Sariella stopped laughing in an instant. A flash of lightning smashed down some distance away, followed by another clap of thunder as the storm drew closer. She turned her head to look straight at the witch, closed her eyes and whispered something inaudible. The witch leaned in closer; she held the neck of the vampire down with her left hand, stake in her right, as she moved in. Flash, bang, the storm had moved at incredible speed, and now the gap between light and bang was just milliseconds. She turned her head to the side, careful to not release any pressure upon the vampire’s neck as she listened. Sariella did two things at once and did them both quickly. She clipped her heels together three times and said the words, “There is no place like home.”

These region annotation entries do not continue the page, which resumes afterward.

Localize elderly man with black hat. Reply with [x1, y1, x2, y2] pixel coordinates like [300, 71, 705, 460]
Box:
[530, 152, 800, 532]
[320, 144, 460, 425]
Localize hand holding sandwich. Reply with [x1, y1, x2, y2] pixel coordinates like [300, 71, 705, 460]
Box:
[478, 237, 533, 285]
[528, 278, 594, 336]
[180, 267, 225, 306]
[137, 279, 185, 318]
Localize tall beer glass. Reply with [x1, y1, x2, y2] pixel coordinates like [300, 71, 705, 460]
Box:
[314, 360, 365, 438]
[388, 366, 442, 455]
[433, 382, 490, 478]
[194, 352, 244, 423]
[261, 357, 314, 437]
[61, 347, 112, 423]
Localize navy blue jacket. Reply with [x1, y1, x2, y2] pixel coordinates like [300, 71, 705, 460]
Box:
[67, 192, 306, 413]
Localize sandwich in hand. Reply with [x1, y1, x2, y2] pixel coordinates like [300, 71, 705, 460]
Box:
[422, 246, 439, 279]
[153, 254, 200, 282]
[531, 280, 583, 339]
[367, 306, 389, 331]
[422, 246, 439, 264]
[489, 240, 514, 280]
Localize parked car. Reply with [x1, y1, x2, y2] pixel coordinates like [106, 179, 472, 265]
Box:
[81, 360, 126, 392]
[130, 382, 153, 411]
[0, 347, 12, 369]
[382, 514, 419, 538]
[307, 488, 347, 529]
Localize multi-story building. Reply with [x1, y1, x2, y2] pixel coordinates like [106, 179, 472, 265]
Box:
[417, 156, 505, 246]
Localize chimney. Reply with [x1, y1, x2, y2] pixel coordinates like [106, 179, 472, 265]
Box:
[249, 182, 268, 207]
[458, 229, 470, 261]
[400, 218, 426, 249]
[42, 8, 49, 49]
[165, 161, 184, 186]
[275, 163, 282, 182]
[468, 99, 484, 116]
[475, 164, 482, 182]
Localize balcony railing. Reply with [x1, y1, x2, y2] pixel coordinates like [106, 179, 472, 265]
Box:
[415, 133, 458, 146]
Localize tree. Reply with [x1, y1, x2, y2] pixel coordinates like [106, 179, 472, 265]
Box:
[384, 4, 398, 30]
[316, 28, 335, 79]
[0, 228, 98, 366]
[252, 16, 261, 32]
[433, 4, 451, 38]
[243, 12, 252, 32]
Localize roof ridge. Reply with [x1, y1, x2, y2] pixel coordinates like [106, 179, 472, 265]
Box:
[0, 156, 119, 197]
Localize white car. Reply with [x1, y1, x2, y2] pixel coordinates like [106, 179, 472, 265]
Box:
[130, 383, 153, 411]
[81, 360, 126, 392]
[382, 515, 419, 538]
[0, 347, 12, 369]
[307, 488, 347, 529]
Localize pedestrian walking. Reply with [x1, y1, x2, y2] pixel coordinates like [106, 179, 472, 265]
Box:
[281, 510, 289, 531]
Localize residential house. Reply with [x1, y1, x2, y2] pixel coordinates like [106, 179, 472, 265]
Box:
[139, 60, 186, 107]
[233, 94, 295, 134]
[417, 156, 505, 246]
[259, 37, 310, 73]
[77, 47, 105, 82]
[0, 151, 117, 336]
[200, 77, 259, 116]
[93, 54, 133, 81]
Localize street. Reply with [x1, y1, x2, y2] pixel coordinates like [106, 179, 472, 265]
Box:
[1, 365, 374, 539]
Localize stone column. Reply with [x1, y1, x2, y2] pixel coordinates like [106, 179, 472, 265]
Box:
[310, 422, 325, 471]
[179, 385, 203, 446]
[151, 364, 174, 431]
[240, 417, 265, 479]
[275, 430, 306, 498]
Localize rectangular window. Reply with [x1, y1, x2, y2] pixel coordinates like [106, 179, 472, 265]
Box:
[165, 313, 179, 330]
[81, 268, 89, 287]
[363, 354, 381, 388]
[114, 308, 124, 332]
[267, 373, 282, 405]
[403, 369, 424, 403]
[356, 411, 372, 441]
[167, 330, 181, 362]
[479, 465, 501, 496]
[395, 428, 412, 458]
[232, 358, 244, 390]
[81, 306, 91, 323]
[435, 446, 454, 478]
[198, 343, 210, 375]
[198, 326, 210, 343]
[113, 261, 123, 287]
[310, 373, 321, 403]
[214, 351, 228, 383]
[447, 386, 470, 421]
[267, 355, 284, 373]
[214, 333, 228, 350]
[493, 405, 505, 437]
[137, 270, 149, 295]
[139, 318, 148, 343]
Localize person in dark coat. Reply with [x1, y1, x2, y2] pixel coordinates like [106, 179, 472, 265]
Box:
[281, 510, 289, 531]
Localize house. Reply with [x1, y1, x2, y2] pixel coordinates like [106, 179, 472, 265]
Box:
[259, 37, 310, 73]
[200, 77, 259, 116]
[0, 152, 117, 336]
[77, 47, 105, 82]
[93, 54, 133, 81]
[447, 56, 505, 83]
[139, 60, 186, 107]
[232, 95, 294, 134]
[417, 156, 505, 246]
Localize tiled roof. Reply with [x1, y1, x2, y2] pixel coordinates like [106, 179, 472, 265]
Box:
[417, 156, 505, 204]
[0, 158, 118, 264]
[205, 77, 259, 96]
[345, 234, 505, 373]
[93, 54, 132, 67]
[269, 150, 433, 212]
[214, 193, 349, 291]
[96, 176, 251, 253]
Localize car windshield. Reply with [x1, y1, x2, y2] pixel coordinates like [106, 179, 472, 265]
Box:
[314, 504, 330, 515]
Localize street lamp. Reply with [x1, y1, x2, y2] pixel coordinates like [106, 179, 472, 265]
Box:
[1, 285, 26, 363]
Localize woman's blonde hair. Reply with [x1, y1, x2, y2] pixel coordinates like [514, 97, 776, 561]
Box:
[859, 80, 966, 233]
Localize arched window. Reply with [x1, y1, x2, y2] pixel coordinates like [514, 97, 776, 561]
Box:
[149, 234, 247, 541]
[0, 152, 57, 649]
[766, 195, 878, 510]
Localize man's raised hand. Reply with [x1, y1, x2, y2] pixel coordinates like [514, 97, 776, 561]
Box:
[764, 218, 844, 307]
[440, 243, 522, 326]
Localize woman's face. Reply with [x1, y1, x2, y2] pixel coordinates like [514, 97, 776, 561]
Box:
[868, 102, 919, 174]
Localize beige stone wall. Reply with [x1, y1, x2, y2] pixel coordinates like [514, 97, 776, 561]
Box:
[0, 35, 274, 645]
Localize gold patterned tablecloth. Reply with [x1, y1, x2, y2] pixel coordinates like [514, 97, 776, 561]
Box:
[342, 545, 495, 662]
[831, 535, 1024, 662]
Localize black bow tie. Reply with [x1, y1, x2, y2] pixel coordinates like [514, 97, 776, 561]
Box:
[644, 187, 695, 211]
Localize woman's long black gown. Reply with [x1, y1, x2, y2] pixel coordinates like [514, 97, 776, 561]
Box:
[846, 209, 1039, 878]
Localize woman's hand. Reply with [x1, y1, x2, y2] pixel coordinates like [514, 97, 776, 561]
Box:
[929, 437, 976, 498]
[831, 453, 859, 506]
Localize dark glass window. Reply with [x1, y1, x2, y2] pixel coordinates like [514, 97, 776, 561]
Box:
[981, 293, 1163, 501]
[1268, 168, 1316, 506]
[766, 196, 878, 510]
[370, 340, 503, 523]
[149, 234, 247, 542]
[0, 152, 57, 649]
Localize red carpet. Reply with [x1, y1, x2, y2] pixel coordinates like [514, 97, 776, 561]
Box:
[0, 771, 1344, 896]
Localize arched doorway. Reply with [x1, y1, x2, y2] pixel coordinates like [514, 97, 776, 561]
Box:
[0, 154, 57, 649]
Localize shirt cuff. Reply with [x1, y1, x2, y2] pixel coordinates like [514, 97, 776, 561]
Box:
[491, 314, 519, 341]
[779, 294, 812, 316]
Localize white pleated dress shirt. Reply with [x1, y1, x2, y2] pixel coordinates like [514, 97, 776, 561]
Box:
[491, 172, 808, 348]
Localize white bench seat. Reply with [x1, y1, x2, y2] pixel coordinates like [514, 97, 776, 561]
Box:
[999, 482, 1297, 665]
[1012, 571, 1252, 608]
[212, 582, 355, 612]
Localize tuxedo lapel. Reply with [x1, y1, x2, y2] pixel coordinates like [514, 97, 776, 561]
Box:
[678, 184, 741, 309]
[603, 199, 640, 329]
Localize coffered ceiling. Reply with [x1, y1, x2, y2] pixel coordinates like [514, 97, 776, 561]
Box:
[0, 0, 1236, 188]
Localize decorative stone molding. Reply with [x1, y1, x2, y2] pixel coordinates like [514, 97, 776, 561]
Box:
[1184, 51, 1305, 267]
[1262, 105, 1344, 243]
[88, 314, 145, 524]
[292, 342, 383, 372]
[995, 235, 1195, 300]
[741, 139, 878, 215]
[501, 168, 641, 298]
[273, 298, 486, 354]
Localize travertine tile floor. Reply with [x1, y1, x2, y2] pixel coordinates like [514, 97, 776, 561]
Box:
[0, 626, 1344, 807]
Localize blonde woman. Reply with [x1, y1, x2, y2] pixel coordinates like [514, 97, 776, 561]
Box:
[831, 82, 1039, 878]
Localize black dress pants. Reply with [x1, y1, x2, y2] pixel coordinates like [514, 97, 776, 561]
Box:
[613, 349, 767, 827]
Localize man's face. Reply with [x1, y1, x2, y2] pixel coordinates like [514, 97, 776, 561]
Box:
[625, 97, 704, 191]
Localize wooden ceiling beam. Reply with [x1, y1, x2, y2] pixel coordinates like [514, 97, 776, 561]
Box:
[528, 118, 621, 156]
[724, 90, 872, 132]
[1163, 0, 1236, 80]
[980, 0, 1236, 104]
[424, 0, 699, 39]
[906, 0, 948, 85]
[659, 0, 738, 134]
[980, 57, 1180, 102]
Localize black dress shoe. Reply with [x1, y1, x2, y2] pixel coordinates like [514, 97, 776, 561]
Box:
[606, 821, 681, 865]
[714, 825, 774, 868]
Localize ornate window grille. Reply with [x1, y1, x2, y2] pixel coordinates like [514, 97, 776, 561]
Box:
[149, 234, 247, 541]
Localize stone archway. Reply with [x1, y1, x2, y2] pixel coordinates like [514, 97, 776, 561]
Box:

The spiral of wind took them in the blink of a second. The storm surfaced from nothing and then vanished into nothing. The witch and vampire were gone along with it. The fey and fairy folk just shrugged it off; they had seen many things over the years. The vampire and witch were no longer their concern. It took the witch a second to realise what was going on, but as she did, she muttered the words, “Curses, curses.” They were both thrown into the air. The stake ripped from the witch’s hand, and the two were blown away from each other. Taken by the tornado, taken and thrown into the chaotic vortex. The witch deposited along with a bike, rocking chair, and trees that had been swept up over time. Items that had been grabbed and held like the house nearly a century ago. Sariella just lay back and let the twister carry her home. Her eyes opened, and she woke. She prised herself from the coffin, and the only evidence of the previous night’s adventures was the monkey she had left lying on the floor. She would have to move, but what fun she’d had. She really must, she thought, do it again sometimes. She stepped over the monkey, opened the door and made her way into the local town. She needed to feed, and she wanted to buy herself a ‘No place like home’ plaque.